Avis de Benjamin : "Le Juste milieu islamique est dans un extrême-centre plus intolérant qu’un autre extrême-centre totalement occidental"
Cet ouvrage analyse le contenu d’un autre en l’occurrence Islam et laïcité face à face publié en 1987. Ce livre a été commis par le Cheikh égypto-quatari Yûsuf al - Qarḍâwî (1926-2022). Il appartient à un courant de pensée qui a pris pour nom "le Juste milieu islamique". Né en Égypte, il vit au Quatar à partir du début des années 1960. À la suite de la révolution de 2011, il est retourné en Égypte. Le 16 mai 2015, al-Qaradâwî a été condamné à mort par contumace par un tribunal égyptien.
Al-Qaradawi a eu une influence intellectuelle de premier plan au sein de l’organisation panislamique conservatrice des Frères musulmans. Loin de présenter des idées de conciliation entre l’islam et la laïcité, les points de vue d'al- Qarḍâwî étant considérés comme extrémistes. Il a cependant cherché à allier tradition et modernité, il prône une “démocratie islamique” fondée sur la charia.

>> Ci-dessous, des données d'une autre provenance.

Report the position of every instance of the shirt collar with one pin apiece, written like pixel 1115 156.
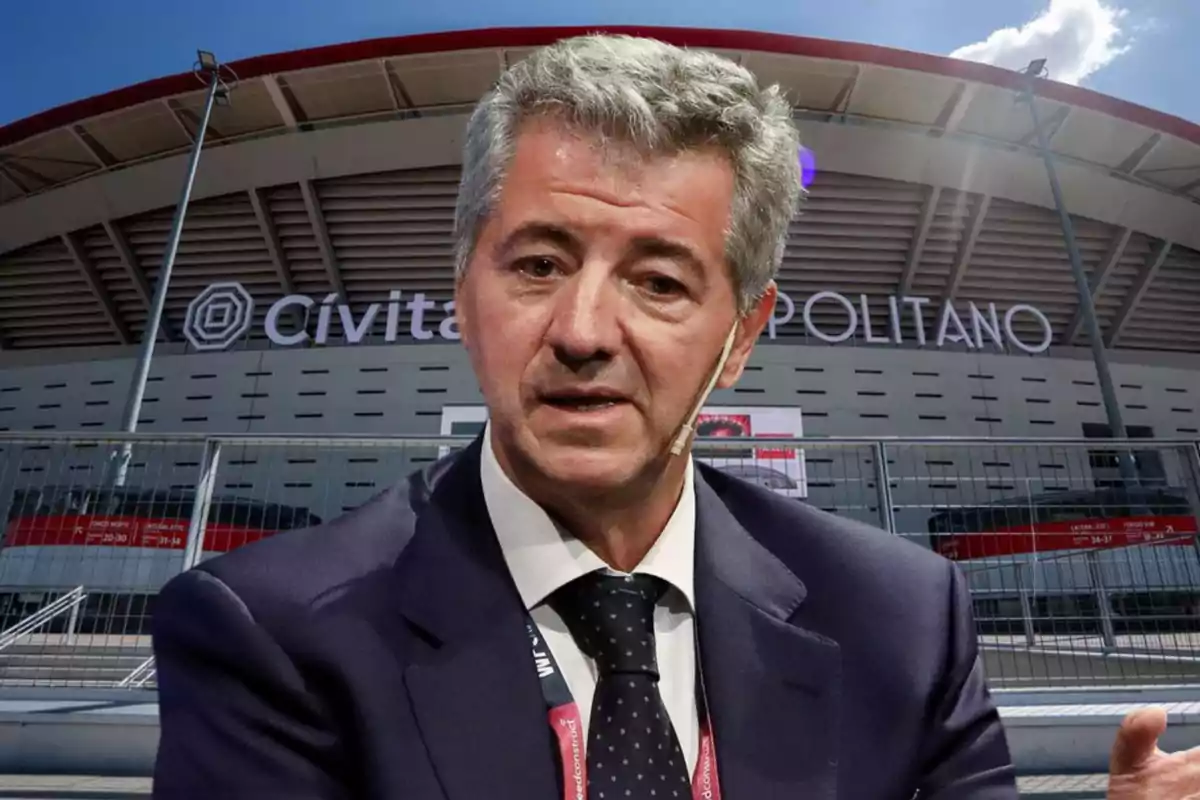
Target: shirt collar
pixel 541 557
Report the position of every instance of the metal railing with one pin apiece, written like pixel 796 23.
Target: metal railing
pixel 1078 577
pixel 66 603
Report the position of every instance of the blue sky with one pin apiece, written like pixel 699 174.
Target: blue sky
pixel 52 53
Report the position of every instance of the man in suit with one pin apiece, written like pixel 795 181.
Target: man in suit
pixel 570 607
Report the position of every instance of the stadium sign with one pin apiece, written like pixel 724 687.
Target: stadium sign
pixel 223 313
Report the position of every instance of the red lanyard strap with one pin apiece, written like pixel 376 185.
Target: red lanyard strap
pixel 568 726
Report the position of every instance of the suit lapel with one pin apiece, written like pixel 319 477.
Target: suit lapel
pixel 474 691
pixel 773 687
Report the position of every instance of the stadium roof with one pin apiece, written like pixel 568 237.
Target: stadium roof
pixel 928 184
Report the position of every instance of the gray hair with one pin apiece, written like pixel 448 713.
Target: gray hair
pixel 659 98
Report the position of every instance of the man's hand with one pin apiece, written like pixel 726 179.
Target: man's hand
pixel 1139 770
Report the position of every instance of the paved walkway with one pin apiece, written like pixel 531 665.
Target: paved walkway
pixel 70 787
pixel 47 787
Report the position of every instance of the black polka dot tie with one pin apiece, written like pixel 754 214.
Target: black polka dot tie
pixel 633 749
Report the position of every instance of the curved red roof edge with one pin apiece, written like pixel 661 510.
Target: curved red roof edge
pixel 497 37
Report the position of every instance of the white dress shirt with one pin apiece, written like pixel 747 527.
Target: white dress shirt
pixel 541 558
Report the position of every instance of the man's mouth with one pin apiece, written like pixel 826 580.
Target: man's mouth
pixel 569 401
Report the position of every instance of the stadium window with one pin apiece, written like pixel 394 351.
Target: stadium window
pixel 1105 467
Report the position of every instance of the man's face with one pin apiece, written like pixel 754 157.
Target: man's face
pixel 597 304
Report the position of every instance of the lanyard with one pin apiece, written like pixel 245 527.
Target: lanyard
pixel 568 726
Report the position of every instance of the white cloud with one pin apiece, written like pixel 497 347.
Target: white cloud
pixel 1077 37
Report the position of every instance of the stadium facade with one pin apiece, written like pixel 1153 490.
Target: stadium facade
pixel 925 288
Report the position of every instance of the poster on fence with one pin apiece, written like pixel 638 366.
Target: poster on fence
pixel 780 469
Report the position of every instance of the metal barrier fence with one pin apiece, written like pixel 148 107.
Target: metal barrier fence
pixel 1079 577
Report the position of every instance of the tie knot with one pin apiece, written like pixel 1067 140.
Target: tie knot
pixel 612 619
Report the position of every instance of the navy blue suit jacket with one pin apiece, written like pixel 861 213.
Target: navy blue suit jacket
pixel 384 655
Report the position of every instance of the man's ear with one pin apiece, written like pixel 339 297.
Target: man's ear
pixel 460 310
pixel 748 332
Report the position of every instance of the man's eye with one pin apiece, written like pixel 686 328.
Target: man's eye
pixel 664 287
pixel 538 266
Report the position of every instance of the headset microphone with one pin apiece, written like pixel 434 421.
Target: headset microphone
pixel 681 439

En s’appuyant sur le droit musulman et les sources scripturales, al- Qarḍâwî défend l’islamisation de tous les domaines de la vie, il s’oppose à toute sécularisation de la société. Il dénonce l’absence du religieux dans la vie quotidienne et la législation en Occident. Il ne met pas en avant la rétablissement d’un califat, ce qui compte pour lui c’est l’application de la charia. L’expression de la foi doit être toujours ardente. Il écrit à ce propos : « Il faut supprimer cette distinction (tafrîq) entre les "musulmans" et les "islamistes" : musulmans par héritage de la foi doctrinale, et islamistes par l’orientation et l’allégeance. Nous devons tous être des islamistes » (page 39).
Après un avant-propos et une copieuse introduction permettant se faire une idée de l’influence des idées portées par Yûsuf al - Qarḍâwî dans divers pays et du contenu global de celles-ci (sur un mode pertinemment vulgarisateur, l’auteure approfondit son étude en trois grandes parties. Ce sont : L’appel à la wasatiyya (Juste milieu islamique), Pas de sectionnement entre religieux et non religieux dans la wasatiyya, La laïcité, une menace existentielle.
Dans ce dernier volet, il est question du jihâd. On peut lire là que le du jihâd est le nom verbal de jâhada. Ce dernier mot signifie "s’efforcer de", alors le jihâd est la lutte dans le sentier d’Allâh. Yolande Emy Crussol revisite ce concept à la lumière de divers penseurs à travers la réfutation que Yûsuf al - Qarḍâwî fait des idées d’autres sur la question. Pour ce dernier le jihâd n’est pas qu’un combat spirituel. La lutte vise pour lui la suppression de tout ce qui est blâmable, y compris les régimes impies où on n‘applique pas à la lettre la charia. Le jihâd ne connaît pas de frontières, il doit toucher l’ensemble des pays de la planète. La laïcité est porteuse de la mécréance, elle agresse l’islam et doit donc être combattue. On relève, pour la première partie, des explications autour du statut des dhimmis, changeant selon les époques.
Nous citerons le dernier propos de cet ouvrage, nous ayant permis d’approcher magistralement la pensée des Frères musulmans et de voir combien cette idéologie rejette la laïcité. « À partir du moment où un courant revendique le scellement global et intégral de la religion et de la civilisation, comment n’aspirerait-il pas la totalité de l’espace socio-politique ? Mais l’exclusivisme quel qu’il soit ne peut constituer la "troisième voie" que la Wasatiyya du Cheikh al - Qarḍâwî propose. La laïcité au contraire, loin d’être un danger, peut constituer "le juste milieu" de l’Occident pluraliste. Dans sa neutralité au centre, elle tend à éviter qu’une partie "ne prenne plus que son droit", ce qui est la définition même de la "position du milieu" chez le Cheikh al - Qarḍâwî » (page 321). On apprécie le glossaire de trois pages, où on va de "adab" à "zann".